Es sollte aber kein Nachspiel haben, so die Worte von Herrn Hahn, da es ja nicht beabsichtigt war.

Jedenfalls hatte dieser Ast ihn doch ganz schön am Kopf erwischt. Er schwankte wie besoffen und wusste nicht, wie ihm geschah. Dann lag er im Dreck und wir hatten uns sehr leise über diesen Bums gefreut.

Hans war unser Held, auch wenn er sagte: „Es war wirklich aus Versehen.“

Keiner hatte es ihm geglaubt, denn er bekam an dem Wochenende davor Besuchsverbot, weil er es auch nach mehrmaligem Bettenbau nicht schaffte, Herr Hahn zufriedenzustellen.

Seine Mutter kam mit seinem zweijährigen Bruder aus Rostock angereist und musste unverrichteter Dinge wieder abreisen.

Das Sparring wurde von Herrn Hahn selbst geleitet. Im Klartext, er war der Ringrichter und der Akteur.

Er sagte „Ging Gong“, und es ging los. Leichtes Abtasten von Hans, dann eine knackige Antwort von Herrn Hahn. „Ging Gong“ ertönt es wieder. Erste Runde unentschieden, so der Ringrichter. Kurze Verschnaufpause, Ging Gong, die zweite Runde begann. Der Anfang war wie in der ersten Runde. Hans musste viel wegstecken. Die drei Minuten waren längst um, aber unser Sportsfreund hat fairerweise weiter geboxt und auf Hans eingedroschen. Alle warteten auf „Ging Gong“, aber nichts kam.

Auf einmal schlug die Rechte von Hans auf die Nase von Herrn Hahn ein. Sofort lief Blut aus seiner Riechwurzel. Er fing an zu diskutieren und immer wieder sagte er „meine Nase“.

Ich dachte gleich an Pittiplatsch. Der sagte auch immer: „Ach, du meine Nase.“

Auch jetzt kam kein „Ging Gong“, gerade jetzt hätte Herr Hahn es gebraucht.

Als er sah, dass seine Nase blutete, schlug er Hans windelweich.

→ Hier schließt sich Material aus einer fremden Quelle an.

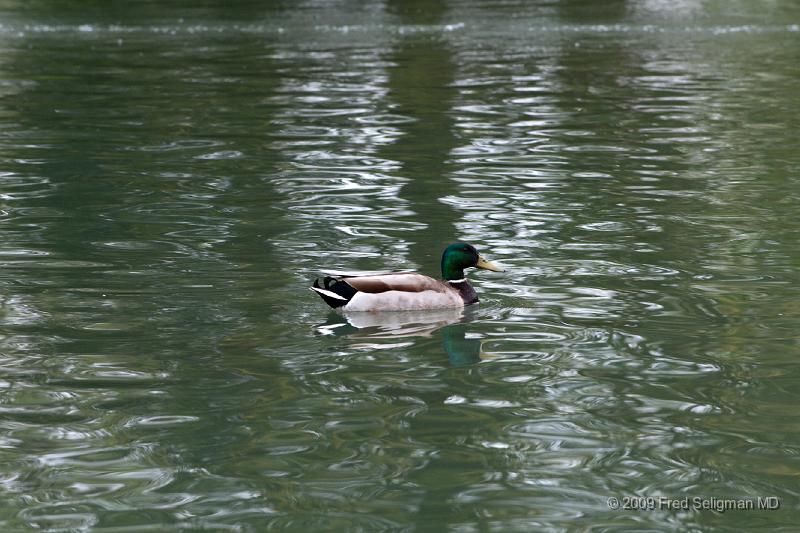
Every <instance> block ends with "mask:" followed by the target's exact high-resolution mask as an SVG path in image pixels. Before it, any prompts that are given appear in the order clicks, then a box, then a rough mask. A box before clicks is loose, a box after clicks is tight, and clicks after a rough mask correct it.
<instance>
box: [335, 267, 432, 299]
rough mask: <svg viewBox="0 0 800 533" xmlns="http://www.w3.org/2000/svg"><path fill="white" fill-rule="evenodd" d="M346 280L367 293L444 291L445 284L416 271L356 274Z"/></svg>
mask: <svg viewBox="0 0 800 533" xmlns="http://www.w3.org/2000/svg"><path fill="white" fill-rule="evenodd" d="M344 281H345V282H346V283H347V284H348V285H350V286H351V287H353V288H354V289H356V290H358V291H361V292H366V293H372V294H375V293H382V292H388V291H401V292H422V291H436V292H443V291H444V290H445V286H444V284H443V283H442V282H441V281H437V280H435V279H433V278H429V277H428V276H423V275H422V274H414V273H406V272H403V273H398V274H385V275H382V276H356V277H352V278H351V277H347V278H344Z"/></svg>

Er war so was von in Rage. Einer lief zum Heimleiter, Herrn Dehm, um Hilfe zu holen.

Bis Herr Dehm eintraf, war auch das Sparring zu Ende. Hans war zum Glück nicht allzu viel passiert.

Seit diesem Tag hatte sich das Boxen so gut wie erledigt, und wenn doch Boxtraining war, stieg nicht er in den Ring, sondern einer aus der großen Gruppe, ein sogenannter Günstling des Herrn Hahn.

Er bezeichnete diese Schläger gern als Marionetten oder als seinen linken Arm.